David Holmgren and Tim Loveday, Radius Gallery, Words in Winter festival.
Photo: Catie Payne
Congratulations to Tim Loveday for writing the winning poem of the 2023 Venie Holmgren Environmental Poetry Prize, i watch a cat choke / call it [redacted].
The judges highly commended the following poems: Burn Over by George Yankovich and Mambenha Paaka: Crying the River by Brenda Saunders.
A huge and heartfelt thank you to this year’s judges, Alison J Barton and Peter O’Mara. Here is what Peter had to say about the poems overall:
As with life, the 2023 Venie Holmgren Environmental Poetry Prize poems invoke our essential being. A poetic complex of human condition & nature, openly posited in uncertain times. Into such contested mix, feelings of sorrow, joy, wonder, revision, responsibility, and at times, outrage. Within this, authentic voice seeking reciprocal meaning and renewal. At times tender, sometimes not, but never lacking in intent or hopeful gestalt. Much like an existential knot, at times pulled tight and in other, untied with a gentle release to both ends. In moments, just observant unfold. Maybe an affirmative call to action, simple produce collected from the garden or imbued recall to nature. Always valid & inspired. As I imagine, exactly what my poet-friend Venie would ask for.

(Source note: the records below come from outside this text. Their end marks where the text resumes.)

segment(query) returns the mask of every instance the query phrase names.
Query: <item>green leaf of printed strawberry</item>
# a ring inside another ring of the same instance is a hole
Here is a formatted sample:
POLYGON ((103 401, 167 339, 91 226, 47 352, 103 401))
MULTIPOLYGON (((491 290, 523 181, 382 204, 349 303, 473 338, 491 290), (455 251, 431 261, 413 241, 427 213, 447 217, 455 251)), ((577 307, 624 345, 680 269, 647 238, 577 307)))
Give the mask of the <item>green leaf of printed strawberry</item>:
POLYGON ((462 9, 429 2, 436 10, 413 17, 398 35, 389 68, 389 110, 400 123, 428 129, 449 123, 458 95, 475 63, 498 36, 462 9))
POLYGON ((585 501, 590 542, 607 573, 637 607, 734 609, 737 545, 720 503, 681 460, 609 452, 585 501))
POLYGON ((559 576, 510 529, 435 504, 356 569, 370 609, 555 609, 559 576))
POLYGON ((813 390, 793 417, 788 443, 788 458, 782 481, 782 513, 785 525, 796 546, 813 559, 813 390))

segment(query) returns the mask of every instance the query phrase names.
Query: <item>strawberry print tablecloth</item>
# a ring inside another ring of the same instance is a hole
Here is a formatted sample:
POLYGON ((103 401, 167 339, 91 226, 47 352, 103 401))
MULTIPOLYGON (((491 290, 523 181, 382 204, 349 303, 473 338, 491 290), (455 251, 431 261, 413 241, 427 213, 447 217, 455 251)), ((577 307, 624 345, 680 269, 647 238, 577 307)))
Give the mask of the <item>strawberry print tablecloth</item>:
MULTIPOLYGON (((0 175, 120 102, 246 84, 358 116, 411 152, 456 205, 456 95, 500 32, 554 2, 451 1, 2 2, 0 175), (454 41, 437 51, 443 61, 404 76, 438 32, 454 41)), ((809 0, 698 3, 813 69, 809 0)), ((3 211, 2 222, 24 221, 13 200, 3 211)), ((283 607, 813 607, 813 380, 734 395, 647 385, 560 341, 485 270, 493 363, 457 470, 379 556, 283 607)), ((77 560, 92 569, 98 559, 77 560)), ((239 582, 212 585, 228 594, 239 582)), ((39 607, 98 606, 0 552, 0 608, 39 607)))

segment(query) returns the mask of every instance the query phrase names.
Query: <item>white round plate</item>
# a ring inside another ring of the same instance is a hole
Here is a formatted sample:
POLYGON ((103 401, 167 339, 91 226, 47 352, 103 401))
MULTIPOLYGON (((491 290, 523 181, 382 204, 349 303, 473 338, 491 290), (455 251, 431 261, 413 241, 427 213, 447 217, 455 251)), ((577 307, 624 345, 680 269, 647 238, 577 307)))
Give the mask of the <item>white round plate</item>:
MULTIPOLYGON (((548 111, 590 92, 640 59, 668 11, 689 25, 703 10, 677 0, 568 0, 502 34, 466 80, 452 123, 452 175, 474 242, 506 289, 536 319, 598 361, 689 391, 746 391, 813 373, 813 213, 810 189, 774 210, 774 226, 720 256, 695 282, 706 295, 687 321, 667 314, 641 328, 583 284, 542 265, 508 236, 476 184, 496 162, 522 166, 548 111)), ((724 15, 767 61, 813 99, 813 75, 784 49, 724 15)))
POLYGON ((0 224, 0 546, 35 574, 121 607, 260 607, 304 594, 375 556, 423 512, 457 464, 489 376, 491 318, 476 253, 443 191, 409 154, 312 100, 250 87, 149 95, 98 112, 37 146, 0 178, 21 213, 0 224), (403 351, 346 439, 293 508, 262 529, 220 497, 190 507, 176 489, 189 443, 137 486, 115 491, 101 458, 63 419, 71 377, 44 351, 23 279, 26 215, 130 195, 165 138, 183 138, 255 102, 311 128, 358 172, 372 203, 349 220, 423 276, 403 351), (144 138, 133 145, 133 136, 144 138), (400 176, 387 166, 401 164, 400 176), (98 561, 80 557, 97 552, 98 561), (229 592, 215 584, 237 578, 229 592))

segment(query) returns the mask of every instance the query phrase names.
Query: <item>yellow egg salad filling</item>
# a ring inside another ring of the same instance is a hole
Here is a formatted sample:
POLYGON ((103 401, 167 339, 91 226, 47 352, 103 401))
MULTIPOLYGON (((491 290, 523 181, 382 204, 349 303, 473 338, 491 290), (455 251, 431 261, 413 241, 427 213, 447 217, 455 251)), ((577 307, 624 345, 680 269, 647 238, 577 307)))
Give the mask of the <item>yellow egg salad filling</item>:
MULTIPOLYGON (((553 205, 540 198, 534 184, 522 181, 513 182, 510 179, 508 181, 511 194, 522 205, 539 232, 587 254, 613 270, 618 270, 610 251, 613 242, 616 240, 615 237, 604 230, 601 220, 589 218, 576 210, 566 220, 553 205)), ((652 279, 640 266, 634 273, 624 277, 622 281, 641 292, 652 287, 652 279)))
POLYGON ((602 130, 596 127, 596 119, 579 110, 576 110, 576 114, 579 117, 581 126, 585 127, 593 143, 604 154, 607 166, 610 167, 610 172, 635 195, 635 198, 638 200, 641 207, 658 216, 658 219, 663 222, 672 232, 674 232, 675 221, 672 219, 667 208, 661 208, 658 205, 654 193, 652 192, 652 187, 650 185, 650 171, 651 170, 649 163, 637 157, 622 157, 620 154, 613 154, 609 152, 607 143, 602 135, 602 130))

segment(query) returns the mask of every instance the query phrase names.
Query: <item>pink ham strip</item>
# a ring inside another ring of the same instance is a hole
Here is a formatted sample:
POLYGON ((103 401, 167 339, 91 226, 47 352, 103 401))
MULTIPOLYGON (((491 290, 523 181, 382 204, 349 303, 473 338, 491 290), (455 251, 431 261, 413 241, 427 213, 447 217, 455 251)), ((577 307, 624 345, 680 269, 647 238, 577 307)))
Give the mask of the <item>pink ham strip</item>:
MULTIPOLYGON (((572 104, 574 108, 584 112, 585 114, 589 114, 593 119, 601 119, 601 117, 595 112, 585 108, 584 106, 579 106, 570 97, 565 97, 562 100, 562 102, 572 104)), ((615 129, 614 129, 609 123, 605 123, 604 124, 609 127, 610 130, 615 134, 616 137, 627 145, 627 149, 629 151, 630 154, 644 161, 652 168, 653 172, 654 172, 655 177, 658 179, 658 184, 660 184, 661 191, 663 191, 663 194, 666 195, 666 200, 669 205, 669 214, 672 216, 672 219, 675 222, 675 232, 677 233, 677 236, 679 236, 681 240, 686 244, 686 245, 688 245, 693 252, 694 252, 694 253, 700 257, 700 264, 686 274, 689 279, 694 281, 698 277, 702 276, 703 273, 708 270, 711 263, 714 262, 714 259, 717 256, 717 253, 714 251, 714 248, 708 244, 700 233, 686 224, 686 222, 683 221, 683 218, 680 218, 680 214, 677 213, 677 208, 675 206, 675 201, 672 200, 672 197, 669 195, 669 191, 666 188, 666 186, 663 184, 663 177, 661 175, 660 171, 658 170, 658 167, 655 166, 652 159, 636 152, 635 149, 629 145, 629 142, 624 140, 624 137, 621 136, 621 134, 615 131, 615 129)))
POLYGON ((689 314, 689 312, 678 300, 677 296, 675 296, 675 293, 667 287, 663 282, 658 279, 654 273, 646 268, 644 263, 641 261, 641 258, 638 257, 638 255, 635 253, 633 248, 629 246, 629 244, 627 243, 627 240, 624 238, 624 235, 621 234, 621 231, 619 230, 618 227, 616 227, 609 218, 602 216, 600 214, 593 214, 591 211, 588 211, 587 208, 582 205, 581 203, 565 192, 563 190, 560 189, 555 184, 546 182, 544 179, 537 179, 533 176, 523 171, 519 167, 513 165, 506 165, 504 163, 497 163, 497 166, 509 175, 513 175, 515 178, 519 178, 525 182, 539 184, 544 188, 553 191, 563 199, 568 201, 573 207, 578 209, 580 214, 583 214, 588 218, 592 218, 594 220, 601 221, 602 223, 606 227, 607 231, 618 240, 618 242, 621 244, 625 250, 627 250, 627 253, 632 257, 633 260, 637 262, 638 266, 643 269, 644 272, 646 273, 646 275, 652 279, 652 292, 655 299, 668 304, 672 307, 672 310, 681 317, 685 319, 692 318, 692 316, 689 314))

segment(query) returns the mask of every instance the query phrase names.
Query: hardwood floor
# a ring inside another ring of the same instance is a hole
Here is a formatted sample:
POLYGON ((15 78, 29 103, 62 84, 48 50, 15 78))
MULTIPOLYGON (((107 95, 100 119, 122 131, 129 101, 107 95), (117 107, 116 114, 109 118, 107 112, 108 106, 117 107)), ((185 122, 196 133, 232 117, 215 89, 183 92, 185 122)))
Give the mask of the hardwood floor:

And here is what Alison had to say about the winning poem:
‘i watch a cat choke / call it [redacted]’ is an art-piece visually, literarily, linguistically and grammatically. It is a dense, poetic expedition into the familial, the mammalian, the natural world and that which disturbs these realms. With such broad subject matter, we are invited to consider the suburban, the domestic and then the philosophical, the juxtaposition of which has us questioning, turning, attuning to and even destroying our suppositions.
As my co-judge put it, the poem’s use of grammar and repetition of the redaction technique, using slashes and square brackets, is disruptive and that for us represented where we are at now in the modern community, the modern society, indeed the world. But where it is disruptive, it is also smooth with clever wit. It takes us from the micro to the macro of the now, the present, from the family to the planetary asking us, is there a difference between the magnitude of the two?
Tim’s unique phrasing gives us images of mothers watering bone-dry buffalo, of silhouettes scaling ladders, skies blurring and windows without exits. The poem is a beautiful and monumental achievement in environmental literature and, among a tough field of competitors, was for us the standout winner.
Thank you to all those who entered this year’s Venie Prize, and all those who attended the Prize announcement event at the Words in Winter festival on Sunday.